In the present research, we conducted a systematical analysis about the expression, predictive value, clinicopathology, genetic alteration, GSEA, TME, immune-associated gene, immune infiltration, MSI, TMB, and drug sensitivity in multiple cancer types. Our results have demonstrated that OLFML2B might have a potential value in tumor diagnosis and prognosis and serve as a marker for immunotherapy.

Materials and Methods

The Cancer Genome Atlas

The Cancer Genome Atlas (TCGA), a milestone program of cancer genomics, has molecularly characterized over 20,000 primary cancers and matched normal samples for 33 cancer types. We have downloaded OLFML2B expression data, clinical data, TMB data, and MSI data from the UCSC Xena online database (https://xenabrowser.net/).

Oncomine

Oncomine is an extensively used database (https://www.oncomine.org) where we can evaluate the expression of the targeted genes. In the present study, we analyzed the expression of OLFML2B by setting filters such as gene symbol “OLFML2B,” the data type “mRNA,” cancer vs. normal, fold change “1.5,” p-value “0.05”, and gene rank “top 10%.”

UALCAN

UALCAN is a comprehensive database (ualcan.path.uab.edu/home) where we can analyze the gene level and protein level. In this research, we analyzed the protein expression level of OLFML2B by the “CPTAC” module of UALCAN.

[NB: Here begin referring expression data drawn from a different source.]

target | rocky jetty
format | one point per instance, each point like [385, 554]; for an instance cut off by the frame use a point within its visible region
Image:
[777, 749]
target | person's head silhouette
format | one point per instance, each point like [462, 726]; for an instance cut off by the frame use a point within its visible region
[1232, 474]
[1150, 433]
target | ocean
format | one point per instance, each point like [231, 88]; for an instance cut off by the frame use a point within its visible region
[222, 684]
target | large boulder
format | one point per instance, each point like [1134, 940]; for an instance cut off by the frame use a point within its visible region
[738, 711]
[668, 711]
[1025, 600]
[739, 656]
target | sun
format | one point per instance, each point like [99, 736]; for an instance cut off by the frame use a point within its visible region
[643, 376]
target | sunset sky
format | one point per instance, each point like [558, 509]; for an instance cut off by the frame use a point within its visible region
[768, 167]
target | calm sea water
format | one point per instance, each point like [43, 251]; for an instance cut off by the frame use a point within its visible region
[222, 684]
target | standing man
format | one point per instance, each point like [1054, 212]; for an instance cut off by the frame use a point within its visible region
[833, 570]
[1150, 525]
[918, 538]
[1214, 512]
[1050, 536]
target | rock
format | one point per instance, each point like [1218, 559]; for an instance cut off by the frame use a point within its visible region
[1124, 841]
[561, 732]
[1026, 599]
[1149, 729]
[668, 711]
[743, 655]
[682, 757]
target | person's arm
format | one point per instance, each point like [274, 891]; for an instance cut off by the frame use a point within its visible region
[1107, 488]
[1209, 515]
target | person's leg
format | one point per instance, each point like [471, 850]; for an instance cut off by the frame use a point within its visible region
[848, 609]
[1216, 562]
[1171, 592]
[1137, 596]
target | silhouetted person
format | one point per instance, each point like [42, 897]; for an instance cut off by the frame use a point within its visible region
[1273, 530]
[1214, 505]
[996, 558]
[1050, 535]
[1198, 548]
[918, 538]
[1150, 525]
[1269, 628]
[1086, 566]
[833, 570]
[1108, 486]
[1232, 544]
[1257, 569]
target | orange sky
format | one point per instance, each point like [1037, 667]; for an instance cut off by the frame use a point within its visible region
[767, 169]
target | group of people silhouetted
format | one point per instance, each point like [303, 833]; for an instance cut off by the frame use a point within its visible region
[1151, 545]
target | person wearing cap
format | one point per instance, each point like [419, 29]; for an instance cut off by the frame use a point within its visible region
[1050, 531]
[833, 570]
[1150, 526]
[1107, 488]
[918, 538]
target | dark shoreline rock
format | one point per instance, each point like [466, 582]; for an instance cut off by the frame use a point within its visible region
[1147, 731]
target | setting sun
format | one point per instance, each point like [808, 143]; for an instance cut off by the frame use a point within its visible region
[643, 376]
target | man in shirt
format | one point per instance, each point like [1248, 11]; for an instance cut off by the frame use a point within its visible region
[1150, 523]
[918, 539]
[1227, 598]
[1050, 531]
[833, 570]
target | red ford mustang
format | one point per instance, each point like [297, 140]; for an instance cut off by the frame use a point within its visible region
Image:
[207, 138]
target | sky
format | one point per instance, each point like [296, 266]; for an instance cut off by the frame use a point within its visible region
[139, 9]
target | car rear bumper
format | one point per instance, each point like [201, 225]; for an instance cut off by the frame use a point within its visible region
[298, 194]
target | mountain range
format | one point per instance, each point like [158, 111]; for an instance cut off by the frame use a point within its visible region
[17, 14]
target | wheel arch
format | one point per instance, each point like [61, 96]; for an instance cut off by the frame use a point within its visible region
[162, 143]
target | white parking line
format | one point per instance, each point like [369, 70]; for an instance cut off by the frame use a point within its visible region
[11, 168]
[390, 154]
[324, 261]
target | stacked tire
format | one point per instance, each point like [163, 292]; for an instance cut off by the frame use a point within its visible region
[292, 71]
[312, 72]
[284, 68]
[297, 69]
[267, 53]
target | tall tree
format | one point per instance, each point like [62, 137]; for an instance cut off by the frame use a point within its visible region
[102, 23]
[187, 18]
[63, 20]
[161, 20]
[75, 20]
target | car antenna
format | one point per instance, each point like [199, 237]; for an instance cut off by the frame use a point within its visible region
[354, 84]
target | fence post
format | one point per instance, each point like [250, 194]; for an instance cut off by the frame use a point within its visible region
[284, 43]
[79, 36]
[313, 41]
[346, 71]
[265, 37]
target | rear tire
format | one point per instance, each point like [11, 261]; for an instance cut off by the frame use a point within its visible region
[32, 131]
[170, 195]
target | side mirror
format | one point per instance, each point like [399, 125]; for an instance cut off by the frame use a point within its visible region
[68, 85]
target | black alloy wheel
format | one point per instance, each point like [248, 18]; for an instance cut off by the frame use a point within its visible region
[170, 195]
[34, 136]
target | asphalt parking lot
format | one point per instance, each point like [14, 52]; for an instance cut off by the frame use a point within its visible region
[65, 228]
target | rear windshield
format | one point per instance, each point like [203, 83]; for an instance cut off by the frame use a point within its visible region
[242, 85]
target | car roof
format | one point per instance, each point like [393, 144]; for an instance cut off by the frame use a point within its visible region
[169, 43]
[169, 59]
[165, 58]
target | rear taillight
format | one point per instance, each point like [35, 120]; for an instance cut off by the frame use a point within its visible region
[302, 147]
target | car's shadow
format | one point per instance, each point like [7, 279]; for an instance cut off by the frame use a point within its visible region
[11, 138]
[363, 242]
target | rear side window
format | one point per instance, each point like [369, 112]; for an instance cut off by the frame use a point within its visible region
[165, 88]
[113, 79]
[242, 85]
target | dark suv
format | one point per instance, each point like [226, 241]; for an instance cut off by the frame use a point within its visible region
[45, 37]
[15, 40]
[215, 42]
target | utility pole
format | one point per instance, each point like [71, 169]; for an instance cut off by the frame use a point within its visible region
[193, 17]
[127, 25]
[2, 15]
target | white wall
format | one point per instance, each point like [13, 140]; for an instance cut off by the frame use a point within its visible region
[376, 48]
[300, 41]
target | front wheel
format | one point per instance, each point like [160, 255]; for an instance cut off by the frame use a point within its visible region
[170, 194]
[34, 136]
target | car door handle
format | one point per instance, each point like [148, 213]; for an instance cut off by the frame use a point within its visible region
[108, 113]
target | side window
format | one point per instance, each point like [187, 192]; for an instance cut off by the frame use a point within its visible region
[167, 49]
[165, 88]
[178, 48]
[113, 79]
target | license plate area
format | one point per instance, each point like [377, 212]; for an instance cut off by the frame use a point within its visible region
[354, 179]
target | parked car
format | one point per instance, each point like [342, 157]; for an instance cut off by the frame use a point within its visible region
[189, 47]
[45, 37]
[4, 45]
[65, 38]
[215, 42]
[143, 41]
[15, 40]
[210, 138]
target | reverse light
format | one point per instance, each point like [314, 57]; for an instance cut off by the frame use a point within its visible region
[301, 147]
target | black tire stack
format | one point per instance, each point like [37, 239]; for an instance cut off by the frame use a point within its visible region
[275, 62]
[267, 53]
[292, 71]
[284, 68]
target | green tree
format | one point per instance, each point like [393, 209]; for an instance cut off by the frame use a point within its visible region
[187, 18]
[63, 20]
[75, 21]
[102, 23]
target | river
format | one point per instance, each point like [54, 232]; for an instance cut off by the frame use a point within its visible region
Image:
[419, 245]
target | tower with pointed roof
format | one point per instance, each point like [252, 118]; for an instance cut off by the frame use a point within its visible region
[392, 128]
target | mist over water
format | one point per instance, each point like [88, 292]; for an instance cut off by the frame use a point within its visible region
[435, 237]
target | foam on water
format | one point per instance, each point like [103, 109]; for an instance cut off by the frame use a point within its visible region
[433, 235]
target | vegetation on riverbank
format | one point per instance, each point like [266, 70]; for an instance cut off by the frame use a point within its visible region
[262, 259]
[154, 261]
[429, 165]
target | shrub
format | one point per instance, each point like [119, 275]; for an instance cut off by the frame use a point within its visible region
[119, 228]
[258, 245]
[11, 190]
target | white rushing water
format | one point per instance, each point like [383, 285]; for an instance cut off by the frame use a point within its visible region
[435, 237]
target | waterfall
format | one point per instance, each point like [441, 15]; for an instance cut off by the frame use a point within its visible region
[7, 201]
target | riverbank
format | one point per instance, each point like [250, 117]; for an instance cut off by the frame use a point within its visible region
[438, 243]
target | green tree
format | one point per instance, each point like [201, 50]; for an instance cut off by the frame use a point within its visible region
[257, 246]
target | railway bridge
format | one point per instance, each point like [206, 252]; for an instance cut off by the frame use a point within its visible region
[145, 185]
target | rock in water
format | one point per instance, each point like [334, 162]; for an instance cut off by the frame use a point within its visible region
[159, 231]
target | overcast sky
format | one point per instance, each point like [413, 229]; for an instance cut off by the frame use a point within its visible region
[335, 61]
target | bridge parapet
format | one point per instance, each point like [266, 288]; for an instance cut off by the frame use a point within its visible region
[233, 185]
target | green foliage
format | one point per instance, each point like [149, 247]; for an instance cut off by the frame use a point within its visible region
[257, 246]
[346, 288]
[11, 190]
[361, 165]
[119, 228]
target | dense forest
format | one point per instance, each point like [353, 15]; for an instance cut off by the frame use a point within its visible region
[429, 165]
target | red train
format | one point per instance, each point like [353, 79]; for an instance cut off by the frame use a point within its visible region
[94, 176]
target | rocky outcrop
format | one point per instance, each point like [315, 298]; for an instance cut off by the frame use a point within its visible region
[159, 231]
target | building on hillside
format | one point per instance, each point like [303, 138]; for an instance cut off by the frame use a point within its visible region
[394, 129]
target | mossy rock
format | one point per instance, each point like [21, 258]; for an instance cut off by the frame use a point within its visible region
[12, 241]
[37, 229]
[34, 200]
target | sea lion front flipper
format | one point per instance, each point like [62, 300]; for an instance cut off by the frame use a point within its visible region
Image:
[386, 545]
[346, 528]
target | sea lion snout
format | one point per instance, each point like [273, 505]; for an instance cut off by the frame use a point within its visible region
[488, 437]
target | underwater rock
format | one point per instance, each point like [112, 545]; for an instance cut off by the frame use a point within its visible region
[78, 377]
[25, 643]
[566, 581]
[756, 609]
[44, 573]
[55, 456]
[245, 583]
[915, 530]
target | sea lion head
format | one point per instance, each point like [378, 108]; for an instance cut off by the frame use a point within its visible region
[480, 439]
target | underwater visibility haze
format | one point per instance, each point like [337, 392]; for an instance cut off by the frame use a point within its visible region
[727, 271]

Tumor Immune Estimation Resource

TIMER2.0 is a database (https://cistrome.shinyapps.io/timer/) of immune infiltration in multiple types of cancers. Our research has evaluated the expression of OLFML2B and the correlation between its expression and the extent of immune infiltration spanning 33 tumor types by the “Gene” module of TIMER2.0.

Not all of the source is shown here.